We took about 15 children of pastors this time. As we find sponsors for these and build the program, we will probably move up to at least 30 children. It is exciting to think of the new directions and the many new projects to come as we serve in Haiti.
On this day, one committee drug a table out to the beach and we had our meeting at the sea side. It was a wonderful reminder of the spectacular beauty of Haiti. Haiti is struggling with profound poverty, the devastation of the earthquake, crime, fraud, filth and drought. It would be difficult to find many places on the planet where daily life is more challenging than Haiti. At the same time, the Lord has blessed this island. There are little pockets of believers who are busy working for the spiritual harvest. It is a privilege and a joy to partner with them.
What was I doing in Haiti? I was visiting our children's homes, taking new photos and reports, talking with the leaders for the ministries for accountability, encouragement, trouble shooting future planning and assessments of the needs of the children.

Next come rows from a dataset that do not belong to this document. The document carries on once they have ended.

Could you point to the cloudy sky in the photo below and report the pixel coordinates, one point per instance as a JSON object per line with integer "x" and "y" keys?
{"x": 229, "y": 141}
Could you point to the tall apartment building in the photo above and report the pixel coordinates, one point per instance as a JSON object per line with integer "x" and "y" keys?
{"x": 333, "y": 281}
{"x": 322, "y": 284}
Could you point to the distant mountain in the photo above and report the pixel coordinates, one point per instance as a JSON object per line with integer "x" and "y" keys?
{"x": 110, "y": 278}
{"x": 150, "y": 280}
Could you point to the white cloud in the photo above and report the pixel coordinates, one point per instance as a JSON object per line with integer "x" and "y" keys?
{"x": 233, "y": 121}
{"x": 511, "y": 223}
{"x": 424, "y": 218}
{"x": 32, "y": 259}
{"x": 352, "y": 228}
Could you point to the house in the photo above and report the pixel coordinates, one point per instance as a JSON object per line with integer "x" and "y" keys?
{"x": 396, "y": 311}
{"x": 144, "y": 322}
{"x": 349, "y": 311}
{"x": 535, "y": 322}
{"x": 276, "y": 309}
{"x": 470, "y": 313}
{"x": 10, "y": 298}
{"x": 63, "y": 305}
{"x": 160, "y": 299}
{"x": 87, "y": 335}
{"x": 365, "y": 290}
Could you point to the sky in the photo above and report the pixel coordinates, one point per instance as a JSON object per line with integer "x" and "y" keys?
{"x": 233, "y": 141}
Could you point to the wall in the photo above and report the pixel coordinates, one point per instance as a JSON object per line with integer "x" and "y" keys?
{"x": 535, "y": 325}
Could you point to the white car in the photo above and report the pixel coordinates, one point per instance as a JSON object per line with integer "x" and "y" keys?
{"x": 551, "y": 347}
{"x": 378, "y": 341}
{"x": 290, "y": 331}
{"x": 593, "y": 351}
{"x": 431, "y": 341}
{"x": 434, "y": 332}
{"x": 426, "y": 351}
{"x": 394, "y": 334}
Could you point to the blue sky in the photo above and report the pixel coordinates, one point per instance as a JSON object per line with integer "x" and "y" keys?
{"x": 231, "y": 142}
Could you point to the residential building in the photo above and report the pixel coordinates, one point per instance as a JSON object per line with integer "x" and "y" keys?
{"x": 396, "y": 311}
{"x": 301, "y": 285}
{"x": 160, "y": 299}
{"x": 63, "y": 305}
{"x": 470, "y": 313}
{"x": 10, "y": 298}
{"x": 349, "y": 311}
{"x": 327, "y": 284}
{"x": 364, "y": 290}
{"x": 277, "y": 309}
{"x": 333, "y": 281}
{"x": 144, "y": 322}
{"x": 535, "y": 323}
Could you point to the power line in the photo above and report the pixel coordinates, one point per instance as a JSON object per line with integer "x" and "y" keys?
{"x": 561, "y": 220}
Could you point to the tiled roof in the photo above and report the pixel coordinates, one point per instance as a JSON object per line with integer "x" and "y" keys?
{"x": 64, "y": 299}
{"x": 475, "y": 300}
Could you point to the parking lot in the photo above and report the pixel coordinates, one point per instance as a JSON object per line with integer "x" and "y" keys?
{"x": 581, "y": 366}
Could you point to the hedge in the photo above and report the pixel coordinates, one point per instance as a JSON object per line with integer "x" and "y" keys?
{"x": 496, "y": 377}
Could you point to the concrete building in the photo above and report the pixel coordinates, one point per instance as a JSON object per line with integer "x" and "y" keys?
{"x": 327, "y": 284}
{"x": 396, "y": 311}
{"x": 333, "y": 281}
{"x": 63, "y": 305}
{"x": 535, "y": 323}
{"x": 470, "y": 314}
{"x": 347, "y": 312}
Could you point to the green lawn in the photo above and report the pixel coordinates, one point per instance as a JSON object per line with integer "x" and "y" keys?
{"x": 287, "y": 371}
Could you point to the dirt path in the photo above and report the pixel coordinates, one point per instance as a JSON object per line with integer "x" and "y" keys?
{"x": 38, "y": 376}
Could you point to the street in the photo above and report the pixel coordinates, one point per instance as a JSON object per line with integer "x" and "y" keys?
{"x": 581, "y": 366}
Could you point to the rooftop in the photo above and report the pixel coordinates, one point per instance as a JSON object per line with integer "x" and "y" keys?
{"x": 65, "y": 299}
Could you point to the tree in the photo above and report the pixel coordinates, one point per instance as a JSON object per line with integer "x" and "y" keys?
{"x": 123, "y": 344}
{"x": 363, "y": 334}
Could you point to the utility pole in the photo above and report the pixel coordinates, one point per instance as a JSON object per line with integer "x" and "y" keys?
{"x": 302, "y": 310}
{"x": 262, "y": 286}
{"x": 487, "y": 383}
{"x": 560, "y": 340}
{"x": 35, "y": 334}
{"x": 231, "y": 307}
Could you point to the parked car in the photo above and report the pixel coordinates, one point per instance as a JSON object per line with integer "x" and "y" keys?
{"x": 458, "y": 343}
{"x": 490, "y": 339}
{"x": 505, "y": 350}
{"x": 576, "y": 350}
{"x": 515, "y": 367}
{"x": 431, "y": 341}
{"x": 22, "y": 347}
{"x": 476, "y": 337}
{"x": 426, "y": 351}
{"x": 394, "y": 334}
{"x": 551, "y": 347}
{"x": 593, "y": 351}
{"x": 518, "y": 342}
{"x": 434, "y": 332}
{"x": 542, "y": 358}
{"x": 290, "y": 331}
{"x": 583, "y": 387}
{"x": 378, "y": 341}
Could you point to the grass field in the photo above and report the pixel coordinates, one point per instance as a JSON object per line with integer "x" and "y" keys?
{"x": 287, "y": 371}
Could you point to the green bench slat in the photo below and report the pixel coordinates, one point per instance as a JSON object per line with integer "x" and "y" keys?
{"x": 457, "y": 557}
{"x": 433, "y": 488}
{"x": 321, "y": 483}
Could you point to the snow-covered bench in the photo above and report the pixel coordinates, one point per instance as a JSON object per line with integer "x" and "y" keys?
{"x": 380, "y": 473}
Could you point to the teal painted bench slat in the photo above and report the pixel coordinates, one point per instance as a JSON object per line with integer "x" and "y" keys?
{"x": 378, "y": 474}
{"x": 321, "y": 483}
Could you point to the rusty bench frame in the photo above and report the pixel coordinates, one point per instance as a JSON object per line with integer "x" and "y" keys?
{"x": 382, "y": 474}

The Hope for Life Children's home needs a new kitchen, but so many other things as well. Which project should have the priority? Which ones could be accomplished better or with less expense if pursued along with another? For example, should we build a kitchen or work on a whole house which would include a kitchen?
02 April 2015
08 March 2015
06 January 2015
Our Christmas trip to Nepal has become an annual scheduled event. The project is important because we make a visit to every sponsorship program to get progress reports and new photos of the children. It is a huge project because the Nepal ministry is huge. We have children sponsored in children's homes (which are not really orphanages). We have children, who live with their families, sponsored under churches. Some of the churches are quite a distance to travel. We need to take a 1 hour flight to reach the area of one of the programs. It takes about two weeks to visit them all. At each stop, we gather the children for the Christmas story. We distribute Christmas bags. We line the children up and take the photos--and each child must fill in the progress report that will be given to his sponsor. I talk with the leader of each ministry about any questions or problems he has had. We talk about children who are ready to "graduate" and finish our program and about new ones who need to come in. We take a team of women for this trip because we need many hands to complete all of the tasks. The Christmas bags are the first big task. By the time the team arrives in December, we have already gathered the items to make up the contents of the bags. I have carried the things to Nepal in previous trips throughout the year or they have been purchased in Nepal. Typical contents are toothbrush, Christmas craft, school supplies, candy. Some years they have received T-shirts, hats, shoes, Bibles, English- Nepali dictionary. All of these need to be packed individually in a bag marked with each child's name. Any letters from his sponsor needs to go into the bags as well. For Nepal, we need about 500 bags. Wow. We are grateful for our team.